LShift is terrified by asynchronous libraries performance

tptacek · on Dec 15, 2008

Couple things.

First, there isn't enough context in the LShift article to judge whether Marek has a valid point. He's conceded up front that both Libev and libevent show logN growth for adding new fd's to the loop, and seems to be arguing that it could be brought down to constant time. So? He hasn't presented evidence that the overhead he's talking about is significant in the real world. This is compute vs. I/O in an I/O-bound environment.

Next, he also seems to be taking his cues from the second set of benchmarks on the Libev page, in which every socket has a random timeout. This is a worst-case scenario for both Libev and libevent. Contrary to both the Libev page and Marek's analysis, setting timeouts on individual I/O events is not the only way to implement "idle timeouts" (which many protocols don't even have); it is in fact one of the poorer approaches.

Finally, he's taken two very specific benchmarks and generalized them to the whole design approach. Libevent is considered "high-performance" because async I/O is a high-performance design --- especially compared to demand-threading --- and libevent was the first stable, cross-platform implementation of it. It's also "high-performance" because it implements the high-performance kernel interfaces, like epoll. But the internals of libevent, while reasonable, are not (at least last time I checked) particularly optimized.

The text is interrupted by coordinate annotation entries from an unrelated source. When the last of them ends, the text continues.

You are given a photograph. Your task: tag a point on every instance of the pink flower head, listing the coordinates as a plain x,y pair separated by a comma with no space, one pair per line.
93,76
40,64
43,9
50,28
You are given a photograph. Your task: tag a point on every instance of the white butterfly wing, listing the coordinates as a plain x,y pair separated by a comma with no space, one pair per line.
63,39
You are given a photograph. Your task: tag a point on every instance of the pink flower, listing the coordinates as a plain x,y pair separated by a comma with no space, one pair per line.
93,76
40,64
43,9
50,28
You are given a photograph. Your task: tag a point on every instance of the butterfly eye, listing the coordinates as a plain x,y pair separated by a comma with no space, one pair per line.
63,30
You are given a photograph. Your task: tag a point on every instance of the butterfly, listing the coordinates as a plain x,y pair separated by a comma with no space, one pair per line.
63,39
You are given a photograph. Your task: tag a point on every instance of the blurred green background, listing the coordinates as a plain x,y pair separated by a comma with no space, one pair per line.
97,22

You can get around most of these problems by building on top of libevent; for instance, at Arbor Networks, we ditched libevent's (verbose, clumsy) timer interface for a better data structure, and simply kept libevent notified of the next closest timeout.

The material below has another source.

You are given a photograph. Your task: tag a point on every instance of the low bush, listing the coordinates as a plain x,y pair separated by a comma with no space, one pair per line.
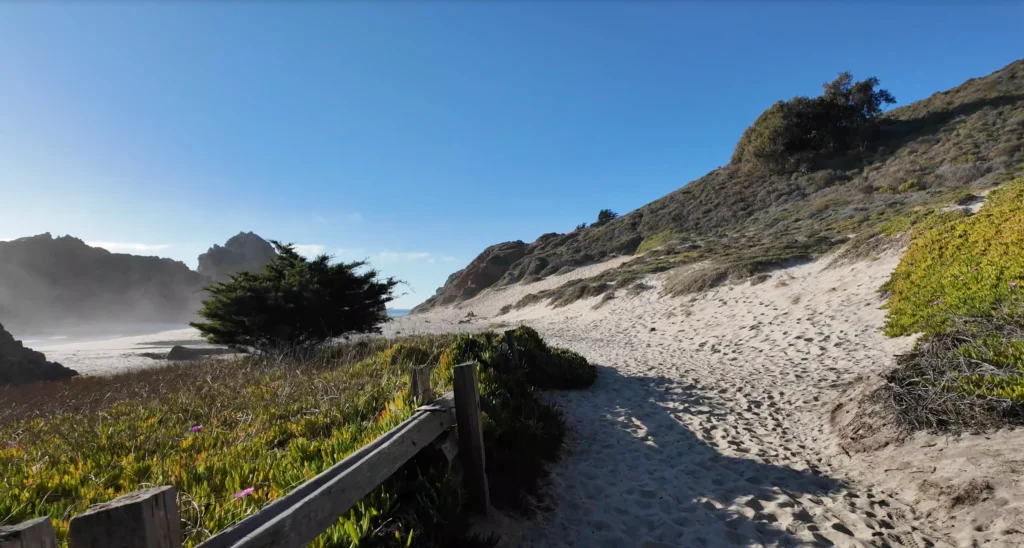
686,281
960,284
960,265
218,429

"Terrified" seems like a very silly word to use here, but I'm always eager to get schooled.

damienkatz · on Dec 15, 2008

This article seems a bit over the top. I implemented the MySQL interface to libevent for mysql 6.0, and we got really good performance numbers vs. thread per connection: http://krow.livejournal.com/572937.html

I've spent a fair amount of time inside the libevent library source, and I'm pretty sure adding new connections is constant time as far as the library goes. There is however the underlying cost of the event struct memory allocation and the cost of the low level apis, but otherwise, IIRC, they keep it down to a single memalloc and link it into the head of internal linked lists for fixed cost insertion.

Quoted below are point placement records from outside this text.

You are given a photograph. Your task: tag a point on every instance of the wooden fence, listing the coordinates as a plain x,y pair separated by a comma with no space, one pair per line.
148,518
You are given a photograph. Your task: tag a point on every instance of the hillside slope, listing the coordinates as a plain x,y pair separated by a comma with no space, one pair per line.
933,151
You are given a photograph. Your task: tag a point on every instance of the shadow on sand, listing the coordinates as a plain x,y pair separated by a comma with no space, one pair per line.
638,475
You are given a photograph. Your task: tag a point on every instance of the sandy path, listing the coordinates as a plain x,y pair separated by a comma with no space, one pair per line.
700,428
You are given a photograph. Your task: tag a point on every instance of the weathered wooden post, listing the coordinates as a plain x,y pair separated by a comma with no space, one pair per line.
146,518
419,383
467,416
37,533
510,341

The observed log(N) insertion cost comes likely from the low level poll apis, and there is pretty much nothing libevent can do to make that faster. However you can choose the low level api used on some platforms via build options, so theoretically you can use a poll api better suited to your workload.

tptacek · on Dec 15, 2008

My impression was that Marek assumed every read event would always have a specified timeout, and his insertion time referred to inserting into the timer queue.

damienkatz · on Dec 15, 2008

I see, but if it's a timer problem then with libevent you can roll your own timer queue optimized for your workload. The libevent core is small and well designed (but not well documented), integrating custom timer mechanisms is actually pretty straightforward.

However the claim is made that connections are added and removed more often than polling is conducted (definitely the opposite of the average mysql workload), so I'd guess most low level high performance poll apis aren't optimized for that sort of workload.

tptacek · on Dec 15, 2008

The only place where I'd intuit that the event queue is modified as often as raw I/O is performed is for async writes (you're potentially adding/removing them every other timeslice).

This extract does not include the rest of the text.